In last week’s poll we looked at the issue of physics education. We asked whether you believe that 16–18 year olds should be taught modern physics such as quantum mechanics? The question was inspired by the publication last week of an open letter to President Barack Obama lamenting state education in the US. The letter, in the form of a YouTube video, was bemoaning the fact that current curricula in the US focus almost exclusively on classical physics while excluding modern physics such as quantum mechanics almost entirely.
The poll had a lot of responses on Facebook, with 67% of respondents believing that these students should be exposed to quantum mechanics – but only the ideas not the complex mathematics. 28% disagree and believe that the students should be exposed to the “whole shebang”, including the maths. The remaining 5% believe that at this age, physics students should focus exclusively on classical principles.
Interestingly, the majority of comments that accompanied the poll came from the small group of people that believes that students should remained focused on classical physics.

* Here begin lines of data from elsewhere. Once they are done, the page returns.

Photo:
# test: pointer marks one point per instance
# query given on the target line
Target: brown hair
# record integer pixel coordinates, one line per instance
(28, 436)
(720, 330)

One respondent, David Peter Wallis Freeborn, wrote “There’s no point in teaching the maths of QM at the age of 16–18. They won’t have mastered linear algebra or any classical mechanics. You have to teach things from the base up, not just rush straight to ‘interesting’ modern theories.” Another commenter, Kristian Dominek Barajas, has a similar opinion: “My main concern is that students aren’t being engaged with the already complex and difficult topics in classical physics, which will ultimately stunt their growth in the field.”
Thank you for all your responses and we look forward to hearing from you again in this week’s poll.